Automatism for age_over_NN claims?

[danielfett]

ISO 18013-5 has an automatism for data-reduced requesting of age_over_NN claims, where only the nearest matching claim is returned. Do we need/want something like that in DCQL as well? This is the discussion that sparked this idea: https://github.com/eu-digital-identity-wallet/eudi-doc-architecture-and-reference-framework/pull/160#discussion_r2013777494

[awoie]

IMO, it is a bad idea to introduce special handling for dedicated requested claims. This is going to cause real interop challenges. For example, even with ISO where this mechanism is defined for mDLs (!), it is not clear how this applies to other doc types. It is my understanding that even if other doc types would use the same age claims, this automatism does not automatically apply since this automatism was only defined in the context of the claims in the mDL namespace.

I was under the impression we have a mechanism that allows sufficiently privacy-preserving requests for age based on options that are acceptable for verifiers (i.e., asking for birthdate, age_over_18, etc.) and allowing the wallet to choose which one to pick (see https://github.com/openid/OpenID4VP/pull/450).

[davidz25]

I agree with @awoie on this one.
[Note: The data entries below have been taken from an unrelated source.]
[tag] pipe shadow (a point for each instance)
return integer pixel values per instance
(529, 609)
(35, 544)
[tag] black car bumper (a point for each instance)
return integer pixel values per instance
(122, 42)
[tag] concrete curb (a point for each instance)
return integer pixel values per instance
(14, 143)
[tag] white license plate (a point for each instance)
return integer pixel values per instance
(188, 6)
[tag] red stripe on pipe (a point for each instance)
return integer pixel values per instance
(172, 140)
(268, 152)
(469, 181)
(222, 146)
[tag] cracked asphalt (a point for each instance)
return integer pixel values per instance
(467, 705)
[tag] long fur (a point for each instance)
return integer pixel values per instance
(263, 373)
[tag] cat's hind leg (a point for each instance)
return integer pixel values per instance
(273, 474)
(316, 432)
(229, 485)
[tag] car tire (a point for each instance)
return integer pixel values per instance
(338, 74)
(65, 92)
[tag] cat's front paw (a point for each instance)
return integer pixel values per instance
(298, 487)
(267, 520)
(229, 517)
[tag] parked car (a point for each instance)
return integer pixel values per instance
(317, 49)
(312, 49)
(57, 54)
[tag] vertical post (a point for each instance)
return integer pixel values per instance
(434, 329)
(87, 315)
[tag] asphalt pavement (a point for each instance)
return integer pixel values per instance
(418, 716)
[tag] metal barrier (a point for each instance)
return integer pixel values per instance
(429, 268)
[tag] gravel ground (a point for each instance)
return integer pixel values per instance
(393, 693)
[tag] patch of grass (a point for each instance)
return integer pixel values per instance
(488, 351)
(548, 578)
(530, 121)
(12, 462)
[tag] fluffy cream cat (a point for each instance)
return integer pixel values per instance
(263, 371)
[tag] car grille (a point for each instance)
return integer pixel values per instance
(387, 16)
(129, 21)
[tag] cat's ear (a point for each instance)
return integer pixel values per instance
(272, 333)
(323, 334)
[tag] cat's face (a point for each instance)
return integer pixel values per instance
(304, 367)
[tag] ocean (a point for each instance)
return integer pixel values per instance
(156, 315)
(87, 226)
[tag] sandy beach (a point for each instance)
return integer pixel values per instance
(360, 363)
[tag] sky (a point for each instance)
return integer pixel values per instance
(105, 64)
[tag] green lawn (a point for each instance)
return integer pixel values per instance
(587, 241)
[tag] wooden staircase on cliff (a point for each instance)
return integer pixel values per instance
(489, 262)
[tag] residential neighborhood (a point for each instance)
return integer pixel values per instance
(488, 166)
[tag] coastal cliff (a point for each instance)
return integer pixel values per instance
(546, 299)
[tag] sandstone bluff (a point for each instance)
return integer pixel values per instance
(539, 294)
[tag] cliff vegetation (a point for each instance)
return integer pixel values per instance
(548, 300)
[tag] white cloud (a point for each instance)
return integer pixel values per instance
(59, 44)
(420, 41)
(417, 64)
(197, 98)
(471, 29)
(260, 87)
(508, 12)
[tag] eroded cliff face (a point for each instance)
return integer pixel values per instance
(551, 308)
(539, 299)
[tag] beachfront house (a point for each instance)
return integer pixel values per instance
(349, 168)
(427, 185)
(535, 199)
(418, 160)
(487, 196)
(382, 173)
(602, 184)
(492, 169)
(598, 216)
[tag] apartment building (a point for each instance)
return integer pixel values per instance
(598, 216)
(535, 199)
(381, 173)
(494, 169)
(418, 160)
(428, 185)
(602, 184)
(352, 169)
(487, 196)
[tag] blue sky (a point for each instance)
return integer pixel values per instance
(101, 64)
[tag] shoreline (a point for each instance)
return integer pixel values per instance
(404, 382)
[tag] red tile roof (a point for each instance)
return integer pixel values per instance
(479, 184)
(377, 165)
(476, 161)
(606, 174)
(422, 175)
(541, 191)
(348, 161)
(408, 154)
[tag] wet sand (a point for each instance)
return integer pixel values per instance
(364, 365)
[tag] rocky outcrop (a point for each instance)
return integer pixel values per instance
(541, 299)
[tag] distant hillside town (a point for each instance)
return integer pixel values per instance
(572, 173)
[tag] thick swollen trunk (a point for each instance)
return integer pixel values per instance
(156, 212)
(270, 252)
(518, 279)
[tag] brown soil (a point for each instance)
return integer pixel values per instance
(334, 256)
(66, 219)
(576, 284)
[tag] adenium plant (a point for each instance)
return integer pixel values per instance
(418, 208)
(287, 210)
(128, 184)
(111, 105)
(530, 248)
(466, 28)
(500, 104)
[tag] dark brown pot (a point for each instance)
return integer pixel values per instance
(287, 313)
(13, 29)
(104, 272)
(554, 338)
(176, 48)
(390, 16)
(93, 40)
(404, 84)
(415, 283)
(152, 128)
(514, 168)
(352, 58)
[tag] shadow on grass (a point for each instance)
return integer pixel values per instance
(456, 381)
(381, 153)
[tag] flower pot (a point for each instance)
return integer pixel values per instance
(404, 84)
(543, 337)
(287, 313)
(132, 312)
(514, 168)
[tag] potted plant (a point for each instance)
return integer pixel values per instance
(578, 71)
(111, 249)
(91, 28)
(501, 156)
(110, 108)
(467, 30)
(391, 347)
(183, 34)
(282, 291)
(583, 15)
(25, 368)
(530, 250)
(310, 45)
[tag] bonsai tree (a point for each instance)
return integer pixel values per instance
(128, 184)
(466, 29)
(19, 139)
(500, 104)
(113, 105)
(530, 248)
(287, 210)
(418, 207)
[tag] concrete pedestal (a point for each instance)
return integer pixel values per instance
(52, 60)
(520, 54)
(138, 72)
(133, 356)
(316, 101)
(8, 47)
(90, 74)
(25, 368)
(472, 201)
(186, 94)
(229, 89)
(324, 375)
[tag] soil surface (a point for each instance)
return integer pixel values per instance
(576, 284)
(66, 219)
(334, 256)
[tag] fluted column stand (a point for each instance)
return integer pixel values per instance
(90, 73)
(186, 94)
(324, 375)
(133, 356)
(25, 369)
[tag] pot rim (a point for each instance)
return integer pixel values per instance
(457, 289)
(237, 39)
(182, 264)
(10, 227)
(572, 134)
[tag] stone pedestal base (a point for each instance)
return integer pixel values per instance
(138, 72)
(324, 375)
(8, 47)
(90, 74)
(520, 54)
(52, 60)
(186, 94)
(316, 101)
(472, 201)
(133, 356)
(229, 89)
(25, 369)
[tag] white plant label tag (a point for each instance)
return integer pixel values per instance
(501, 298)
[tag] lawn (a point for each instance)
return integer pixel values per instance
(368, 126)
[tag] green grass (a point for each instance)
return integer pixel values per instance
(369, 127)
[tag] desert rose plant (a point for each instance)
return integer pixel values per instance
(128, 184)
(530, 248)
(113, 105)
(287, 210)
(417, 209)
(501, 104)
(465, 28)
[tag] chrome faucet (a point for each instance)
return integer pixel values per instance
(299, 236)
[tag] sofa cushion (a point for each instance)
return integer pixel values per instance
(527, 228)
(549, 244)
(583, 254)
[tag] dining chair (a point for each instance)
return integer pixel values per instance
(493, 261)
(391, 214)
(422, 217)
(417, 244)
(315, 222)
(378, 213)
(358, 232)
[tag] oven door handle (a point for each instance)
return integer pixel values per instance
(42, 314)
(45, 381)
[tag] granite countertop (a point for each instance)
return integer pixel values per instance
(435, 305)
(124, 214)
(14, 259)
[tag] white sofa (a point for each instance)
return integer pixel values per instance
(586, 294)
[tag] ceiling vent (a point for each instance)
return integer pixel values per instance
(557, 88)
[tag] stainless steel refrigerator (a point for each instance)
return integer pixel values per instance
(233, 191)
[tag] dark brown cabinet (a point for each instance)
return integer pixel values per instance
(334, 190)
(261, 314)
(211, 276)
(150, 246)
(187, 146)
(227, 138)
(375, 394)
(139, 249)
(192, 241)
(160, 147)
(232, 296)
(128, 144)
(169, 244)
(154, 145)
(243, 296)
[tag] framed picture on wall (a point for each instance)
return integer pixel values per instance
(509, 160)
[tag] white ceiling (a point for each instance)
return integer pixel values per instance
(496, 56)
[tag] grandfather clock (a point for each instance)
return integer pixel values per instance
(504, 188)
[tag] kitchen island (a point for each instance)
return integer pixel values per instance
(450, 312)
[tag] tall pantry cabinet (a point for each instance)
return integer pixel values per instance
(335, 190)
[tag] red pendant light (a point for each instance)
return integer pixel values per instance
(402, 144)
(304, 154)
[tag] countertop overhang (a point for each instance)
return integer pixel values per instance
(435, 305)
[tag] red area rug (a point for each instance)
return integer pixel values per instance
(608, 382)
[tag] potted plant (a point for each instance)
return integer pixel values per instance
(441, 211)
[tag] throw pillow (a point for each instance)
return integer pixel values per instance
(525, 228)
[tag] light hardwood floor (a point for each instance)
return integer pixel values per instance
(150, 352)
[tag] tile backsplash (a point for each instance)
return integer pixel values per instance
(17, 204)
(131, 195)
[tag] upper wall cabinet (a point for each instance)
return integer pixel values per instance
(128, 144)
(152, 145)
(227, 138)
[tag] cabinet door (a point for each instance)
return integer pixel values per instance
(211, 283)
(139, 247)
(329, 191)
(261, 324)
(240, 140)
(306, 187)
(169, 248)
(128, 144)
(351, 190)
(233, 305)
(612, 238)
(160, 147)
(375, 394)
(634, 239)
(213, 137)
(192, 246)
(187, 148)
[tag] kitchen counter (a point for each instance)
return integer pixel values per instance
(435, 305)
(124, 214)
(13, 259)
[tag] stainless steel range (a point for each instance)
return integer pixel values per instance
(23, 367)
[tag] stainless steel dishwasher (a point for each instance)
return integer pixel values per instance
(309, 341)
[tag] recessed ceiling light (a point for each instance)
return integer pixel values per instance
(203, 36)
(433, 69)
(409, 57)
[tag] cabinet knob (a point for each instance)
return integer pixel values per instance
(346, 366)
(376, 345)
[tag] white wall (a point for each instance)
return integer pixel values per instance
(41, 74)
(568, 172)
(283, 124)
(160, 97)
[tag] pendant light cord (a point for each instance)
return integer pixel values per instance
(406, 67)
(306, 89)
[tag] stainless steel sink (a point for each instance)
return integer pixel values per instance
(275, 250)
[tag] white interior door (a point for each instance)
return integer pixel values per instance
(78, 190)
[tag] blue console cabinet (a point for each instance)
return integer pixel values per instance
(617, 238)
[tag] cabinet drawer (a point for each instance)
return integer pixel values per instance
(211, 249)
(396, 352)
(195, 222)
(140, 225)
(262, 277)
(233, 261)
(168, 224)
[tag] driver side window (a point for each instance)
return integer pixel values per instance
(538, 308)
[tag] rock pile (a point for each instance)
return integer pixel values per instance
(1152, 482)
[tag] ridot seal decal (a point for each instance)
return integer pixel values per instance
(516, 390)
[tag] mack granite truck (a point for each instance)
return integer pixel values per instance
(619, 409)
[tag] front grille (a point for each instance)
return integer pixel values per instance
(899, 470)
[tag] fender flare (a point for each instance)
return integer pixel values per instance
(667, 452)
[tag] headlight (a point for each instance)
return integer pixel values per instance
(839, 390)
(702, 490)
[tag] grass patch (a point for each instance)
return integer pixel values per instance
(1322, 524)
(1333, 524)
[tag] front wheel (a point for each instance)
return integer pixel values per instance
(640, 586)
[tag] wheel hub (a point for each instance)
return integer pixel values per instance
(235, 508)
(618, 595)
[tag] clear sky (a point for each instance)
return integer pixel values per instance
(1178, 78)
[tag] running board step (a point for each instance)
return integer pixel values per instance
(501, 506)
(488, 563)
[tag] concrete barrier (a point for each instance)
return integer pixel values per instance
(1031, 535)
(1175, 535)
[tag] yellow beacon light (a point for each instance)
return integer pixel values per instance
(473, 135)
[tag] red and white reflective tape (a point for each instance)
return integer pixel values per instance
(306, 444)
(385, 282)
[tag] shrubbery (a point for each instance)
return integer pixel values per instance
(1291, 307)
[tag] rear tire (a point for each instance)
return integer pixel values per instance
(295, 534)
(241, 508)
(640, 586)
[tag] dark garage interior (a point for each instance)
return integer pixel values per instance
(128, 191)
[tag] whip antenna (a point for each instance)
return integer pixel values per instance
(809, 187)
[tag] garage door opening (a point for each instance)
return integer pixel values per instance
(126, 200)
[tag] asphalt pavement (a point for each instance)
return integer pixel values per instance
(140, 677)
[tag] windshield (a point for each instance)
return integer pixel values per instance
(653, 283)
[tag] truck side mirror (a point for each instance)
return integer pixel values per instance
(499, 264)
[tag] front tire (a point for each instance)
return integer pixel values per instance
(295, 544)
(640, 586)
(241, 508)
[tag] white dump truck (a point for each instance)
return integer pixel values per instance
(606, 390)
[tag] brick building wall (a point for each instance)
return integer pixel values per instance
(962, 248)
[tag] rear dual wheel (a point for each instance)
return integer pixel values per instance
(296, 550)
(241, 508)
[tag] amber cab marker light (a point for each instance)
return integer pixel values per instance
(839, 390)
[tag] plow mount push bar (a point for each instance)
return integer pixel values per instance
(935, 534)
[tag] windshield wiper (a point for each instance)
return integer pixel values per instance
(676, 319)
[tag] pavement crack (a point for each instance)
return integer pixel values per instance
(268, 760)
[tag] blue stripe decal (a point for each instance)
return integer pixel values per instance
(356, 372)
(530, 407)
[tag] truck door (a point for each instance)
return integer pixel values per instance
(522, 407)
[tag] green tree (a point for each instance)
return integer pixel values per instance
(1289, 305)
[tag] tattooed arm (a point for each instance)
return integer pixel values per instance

I never liked these special rules for the mDL doctype and with a modern query-language (which the original edition of 18013-5 lacked), applications can simply ask for the age_over_NN they need (and chances are the issuer is smart enough to provision all the usual ones) and fall back to age_in_years or birth_date otherwise. So with e.g. DCQL and 18013-5 Second Edition, the 18013-5 age_over_NN logic is not really needed anymore.